The case concerned a woman’s claim against Weinstein, a convicted sex offender, and nine companies and individuals which were said to be associated with him. One of those individuals, who lived and worked in the USA, argued unsuccessfully at a case management conference that an ET had no jurisdiction to make a disclosure order against him whilst he remained outside Great Britain.
His appeal against that ruling hinged on the interpretation of Rule 31 of the 2013 Employment Tribunal Rules of Procedure, which states in terms that an ET ‘may order any person in Great Britain to disclose documents or information’. It was submitted that there was only one possible interpretation of the rule.

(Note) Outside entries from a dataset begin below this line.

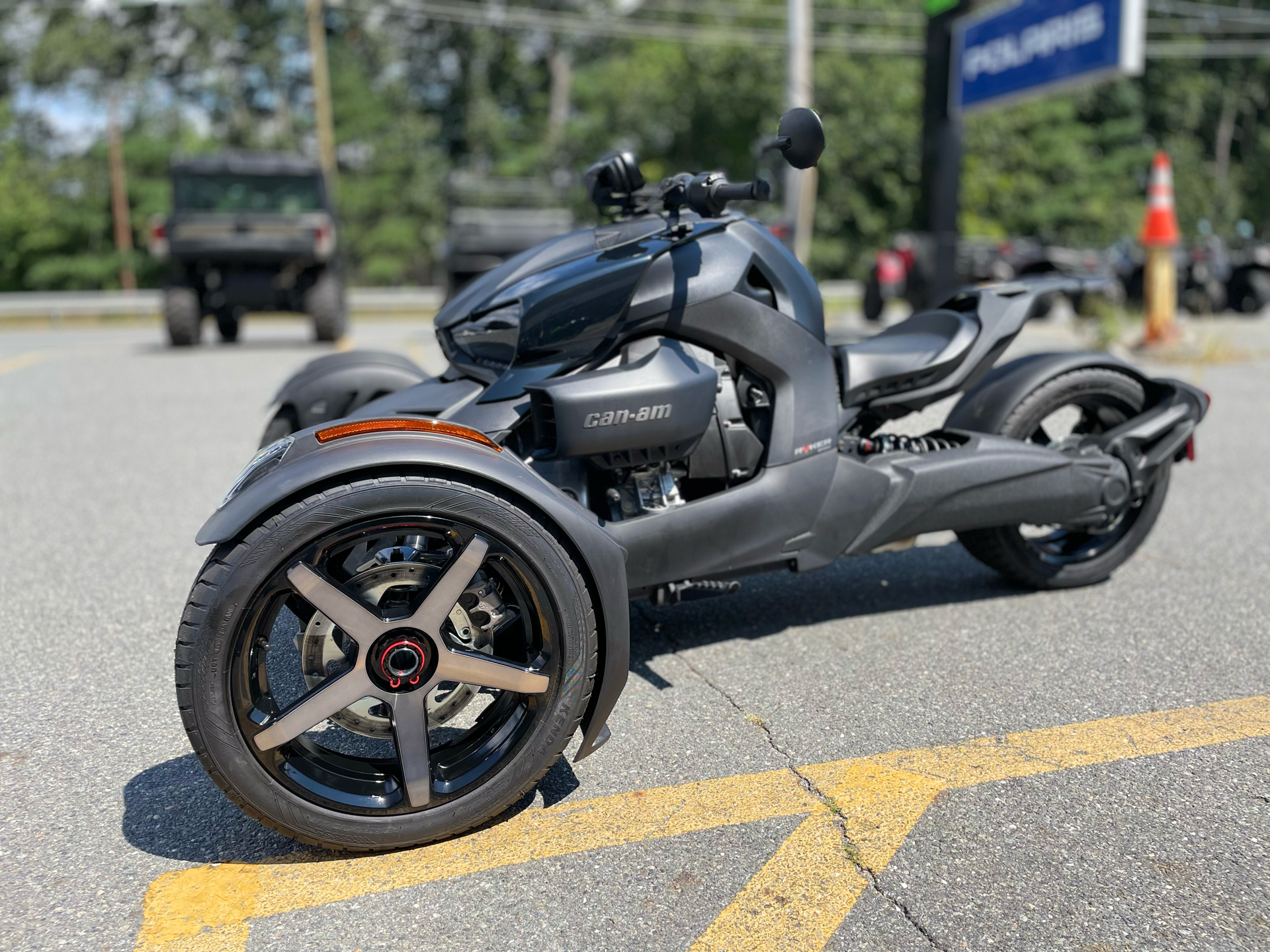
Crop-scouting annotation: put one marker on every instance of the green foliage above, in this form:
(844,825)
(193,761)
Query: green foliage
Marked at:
(417,99)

Ruling on the matter, the Employment Appeal Tribunal (EAT) accepted that the plain reading of the rule pointed firmly in the direction of the interpretation that the man contended for. An ordinary person reading the rule would conclude that ETs can only make disclosure orders against persons who are physically present in Great Britain.
Such a literal interpretation would, however, have odd results. It would mean that many thousands of disclosure orders issued by ETs in the past against those not present in Great Britain had been wrongly made. Such a geographical barrier to disclosure would not be in harmony with the overriding objective of deciding cases fairly and justly and would produce a result close to absurdity. It would also clash with the United Kingdom’s international obligations.

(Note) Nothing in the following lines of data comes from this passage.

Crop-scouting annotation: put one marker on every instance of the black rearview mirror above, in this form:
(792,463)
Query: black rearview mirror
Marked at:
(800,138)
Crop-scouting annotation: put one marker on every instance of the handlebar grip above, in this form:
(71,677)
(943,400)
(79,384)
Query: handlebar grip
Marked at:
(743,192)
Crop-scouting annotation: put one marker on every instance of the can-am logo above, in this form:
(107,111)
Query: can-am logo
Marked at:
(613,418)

It was likely that references to Great Britain in the 2013 rules and predecessor rules were influenced by the decision to enact a single set of rules applicable to ETs throughout Great Britain. The explanation might be that the drafters of various versions of the rules had not adequately thought through the potential effects of the wording used.

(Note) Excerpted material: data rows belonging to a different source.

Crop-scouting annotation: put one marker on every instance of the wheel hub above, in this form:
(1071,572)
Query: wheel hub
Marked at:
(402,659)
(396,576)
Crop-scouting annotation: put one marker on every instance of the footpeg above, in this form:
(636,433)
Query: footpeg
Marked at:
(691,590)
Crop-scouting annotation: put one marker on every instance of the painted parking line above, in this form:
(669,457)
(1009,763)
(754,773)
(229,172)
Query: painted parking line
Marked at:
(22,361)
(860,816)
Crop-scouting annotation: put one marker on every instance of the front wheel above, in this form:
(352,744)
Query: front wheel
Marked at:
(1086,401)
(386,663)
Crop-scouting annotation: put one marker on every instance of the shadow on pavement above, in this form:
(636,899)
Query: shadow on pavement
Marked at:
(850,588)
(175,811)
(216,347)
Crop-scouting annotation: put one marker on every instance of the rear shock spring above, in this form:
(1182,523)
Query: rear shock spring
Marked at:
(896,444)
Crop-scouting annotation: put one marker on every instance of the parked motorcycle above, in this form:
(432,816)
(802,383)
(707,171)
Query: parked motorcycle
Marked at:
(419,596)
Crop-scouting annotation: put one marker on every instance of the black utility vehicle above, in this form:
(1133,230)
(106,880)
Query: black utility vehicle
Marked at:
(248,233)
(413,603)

The EAT cautioned itself against going beyond interpretation and rewriting the rule. However, given the injustice that a literal reading of the rule would work, it strove to find an alternative. In dismissing the man’s appeal, the EAT accepted the woman’s strained construction of the rule to the effect that the words ‘in Great Britain’ are a reference to the location of the ET making the disclosure order, not to the location of the person against whom the order is made.